Action in the market today is flattish and the big news of the day as perhaps the Census Bureau's durable goods report. Durable goods orders for February were up 2.2% month to month versus consensus estimates for a 1.0% increase. That follows a 1.3% decrease in the prior month, which had sort of been given a mulligan because of the harsh weather. However, excluding the typically volatile transportation readings orders were only up 0.2%, which was actually below the 0.3% consensus estimate (transportation orders were up 6.9% after a 6.2% drop in January). Areas of strength included metals and electronics, while there decreases in machinery and electrical equipment.

Capital goods orders, a measure of corporate capital investments, have wavered in recent months after hitting a relative high note in November. Capital goods were down 1.3% month to month to $67.4 billion.

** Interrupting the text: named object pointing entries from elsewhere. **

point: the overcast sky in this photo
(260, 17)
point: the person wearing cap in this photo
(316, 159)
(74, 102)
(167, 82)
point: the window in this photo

All in all, the durable goods report was neither good nor bad enough to really budge the market one way or another.

The market's eye was also on King Digital (BATS:KING), maker of Candy Crush as it made its trading debut. The IPO price called for a valuation of $7.1 billion at $22.50 per share but the initial reaction has been a negative one with the stock down approximately 10%. It is an interesting case study that may give us a hint to the market's mentality. It's a big name that a lot of folks will have been excited about and perhaps one may not have been surprised to see the stock jump initially. However, it seems fundamentals are taking charge and in a way maybe that's a good thing; we don't want too much over-exuberance. In the end one has to question whether the company has a long-term plan for when Candy Crush inevitably loses its popularity, while analysts will also be quick to note that its sales already began to fade in Q4.